Orthodox Saints of the Pre-Schism See of Rome
AGRICOLA (AGRICOLUS) of AVIGNON, the son of St. Magnus of Avignon (19th August) the thirty-fourth Bishop of Avignon (south-eastern France). At the age of sixteen, St. Agricola received monastic tonsure at the Abbey of Our Lady of Lérins (abbaye Notre Dame de Lérins) on one of the Lérins Islands in the Mediteranian Ocean off the Côte d’Azur in France. At Lérins St. Agricola acquired a reputation for scholarship and holiness of life. At the age of thirty, he was summoned by his father to serve as his co-adjutor, and following the repose of St. Magnus in 660, St. Agricola succeeded his father as Bishop. He governed the See of Avignon for forty years, reposing in 700 of natural causes.
ANTONINUS of PAMIERS, (Date Unknown), the patron saint of Pamiers (south-western France), Palencia (northern Spain), and Medina del Campo (north-western Spain). Not only are there no reliable details of his life extant, there are reasonable doubts to his historicity and exact identity.
CASTOR of APT, a native of Nîmes (southern France) who may have been the brother of St. Leontius of Fréjus (1st December). St. Castor was a lawyer who settled in Marseilles (southern France) following his marriage, but soon he and his wife decided to separate and enter monasteries. St. Castor was the founder of Monanque Abbey (south-eastern France), said to have been the motivation for St. John Cassian (23rd July) to write De Institutis Coenobiorum, and finally served as the fourth Bishop of Apt (south-eastern France). St. Castor reposed circa 420 of natural causes, and his relics enshrined at the Cathedral of St. Anne (Cathédrale Sainte-Anne d'Apt) in Apt.
ELPIDIUS of LYONS, the successor of St. Antiochus of Lyons (15th October) as Bishop of Lyons (east-central France) from 410 until his repose in 422. Though he appears in numerous lists of primates of the See of Lyons, there are no details of his episcopacy, nor an extant Life.
HEIU (HIEU), St. Heiu received monastic tonsure from St. Áedán of Lindisfarne (31st August), and went on the serve as Abbess of Tadcaster in Yorkshire, England. She reposed circa 657 of natural causes. Some sources aver that St. Heiu and St. Bega (6th September) are one in the same saint.
JUSTUS (JUST) of LYONS, (Also 14th October), a deacon in Vienne (south-eastern France) who was consecrated 13th Bishop of Lyons (east-central France) in 350. St. Justus was one of the participants at the Council of Aquileia of 381 which dealt with Arianism. Shortly there after, St. Justus resigned his See and, with his deacon, went to Egypt where he lived as a hermit until his repose in 390. Shortly after his repose, his body was brought back to Lyons where he was buried at what came to be the Basilica of St. Just (basilique de Saint-Just).

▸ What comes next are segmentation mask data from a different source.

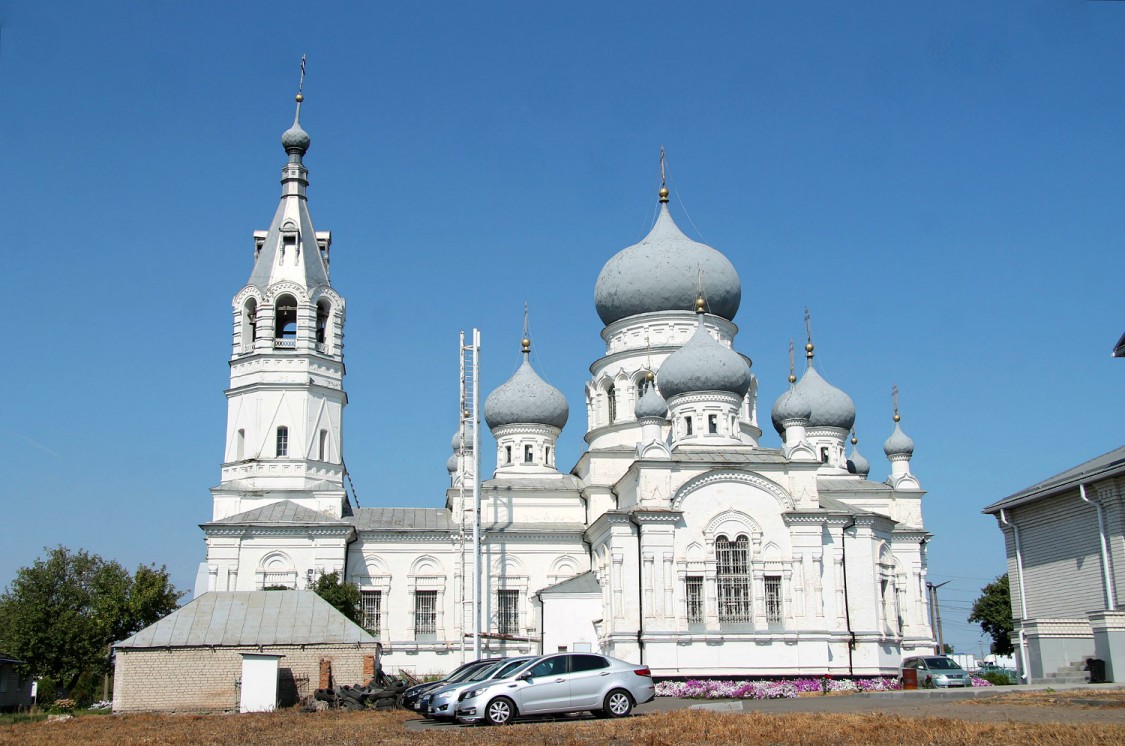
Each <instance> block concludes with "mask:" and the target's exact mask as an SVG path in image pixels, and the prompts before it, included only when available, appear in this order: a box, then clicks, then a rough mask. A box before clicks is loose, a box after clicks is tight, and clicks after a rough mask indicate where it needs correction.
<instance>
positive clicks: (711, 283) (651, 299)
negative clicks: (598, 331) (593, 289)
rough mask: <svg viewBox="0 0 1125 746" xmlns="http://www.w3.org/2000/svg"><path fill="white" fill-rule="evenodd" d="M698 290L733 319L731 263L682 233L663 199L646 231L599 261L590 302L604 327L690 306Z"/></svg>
mask: <svg viewBox="0 0 1125 746" xmlns="http://www.w3.org/2000/svg"><path fill="white" fill-rule="evenodd" d="M701 282H702V287H700V284H701ZM701 290H702V293H703V295H704V296H705V297H706V299H708V306H709V307H708V311H709V312H710V313H712V314H714V315H717V316H722V317H723V318H726V320H728V321H732V320H733V318H735V314H737V313H738V304H739V303H740V302H741V299H742V286H741V284H740V282H739V280H738V272H736V271H735V266H733V264H731V263H730V261H729V260H728V259H727V258H726V257H723V255H722V254H721V253H719V252H718V251H715V250H714V249H712V248H711V246H708V245H706V244H702V243H699V242H697V241H692V240H691V239H688V237H687V236H686V235H684V233H683V231H681V230H679V227H678V226H677V225H676V224H675V222H674V221H673V219H672V215H670V214H669V213H668V206H667V204H661V205H660V215H659V217H657V218H656V225H654V226H652V230H651V231H649V234H648V235H647V236H645V239H643V240H642V241H641V242H640V243H638V244H636V245H632V246H629V248H628V249H623V250H621V251H619V252H618V253H616V254H614V255H613V258H612V259H610V261H607V262H605V267H603V268H602V273H601V275H598V276H597V285H595V286H594V305H595V306H596V307H597V315H598V316H601V317H602V322H603V323H604V324H605V325H606V326H609V325H610V324H612V323H613V322H615V321H620V320H622V318H627V317H629V316H634V315H637V314H646V313H652V312H656V311H691V309H692V307H693V304H694V302H695V298H696V297H697V296H699V294H700V291H701Z"/></svg>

LOLANUS, (Fifth Century), a variety of legends regarding the life of St. Lolanus have completely obscured the historical record. While some sources profess that he was a nephew of St. Servan of Culross (1st July), others claim that he was a native of Cana in Galilee who lived in Rome for seven years before travelling to Scotland where he spent the rest of his life. Still other sources maintain that he was a bishop in Scotland.
MAXIMA, a Roman slave and friend of St. Ansanus of Siena (1st December) who was martyred during the Diocletianic Persecution (303–313).
NONNOSUS, very little is known of the life of St. Nonnosus, who does not seem to be listed in any of the ancient martyrologies, however, he is mentioned by St. Gregory the Dialogist (3rd September) in some of his writings on Italian saints. From this we learn that St. Nonnosus was a contemporary of St. Benedict of Nursia (11th July), and a prior at the Monastery of St. Sylvester (Monastero San Silvestre) on Monte Soratte north of Rome, then later a monk at Suppentonia, near Civita Castellana (east-central Italy). St. Nonnosus reposed circa 575.
VALENTINUS (VALENTINE) of STRASBOURG, (Fourth Century), the fourth Bishop of Strasbourg (north-eastern France), of whom nothing further seems to be known.
Prior to the Schism the Patriarchate of Rome was Orthodox, and fully in communion with the Orthodox Church. As Saint John of Shanghai and San Francisco +1966 said “The West was Orthodox for a thousand years, and her venerable Liturgy is far older than any of her heresies”.
In many cases there are several spelling versions of the names of saints from the British Isles. I use the Oxford Dictionary of National Biography version as the primary version with the more prevalent version in parenthesis e.g. Ceadda (Chad) of Lichfield.